ORA-30926: unable to get a stable set of rows in the source tables when Merging tables

I checked for duplicate records but there were none. Also as I have close to (16 Million Records in dog_owner) and (8 Million Records dog_owner_stage).
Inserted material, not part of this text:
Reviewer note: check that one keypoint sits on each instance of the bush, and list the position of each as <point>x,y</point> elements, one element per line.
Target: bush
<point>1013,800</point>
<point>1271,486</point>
Doesnt Merge process will take a long time to execute it?


MERGE INTO STAGE.DOG_OWNER B
USING (SELECT DISTINCT OWNER_ACCOUNT_ID,OWNER_FIRST_NM,OWNER_LAST_NM,TELEPHONE_1_NBR,EMAIL_ADDR FROM DOG_OWNER) A
ON (B.PROCESS_STATUS_CD = 'B'
AND (A.EMAIL_ADDR = B.EMAIL_ADDR AND INSTR(A.EMAIL_ADDR,'@') > 1)
OR
(B.OWNER_FIRST_NM = A.OWNER_FIRST_NM AND B.OWNER_LAST_NM = A.OWNER_LAST_NM AND B.TELEPHONE_1_NBR = A.TELEPHONE_1_NBR))
WHEN MATCHED THEN UPDATE
SET B.OWNER_ACCOUNT_ID = A.OWNER_ACCOUNT_ID
Chris Saxon
September 29, 2016 - 12:55 am UTC

It's not about duplicates, it is whether (based on your queries) the merge may have to update the same row more than once (because that would make the result non-deterministic).

A nice blog post on that here

https://orastory.wordpress.com/2011/10/13/merge-oddity/

MERGE runs fine on large data sizes.

Perhaps try two merges with each of the conditions rather than just one to try workaround the stable set of rows issue.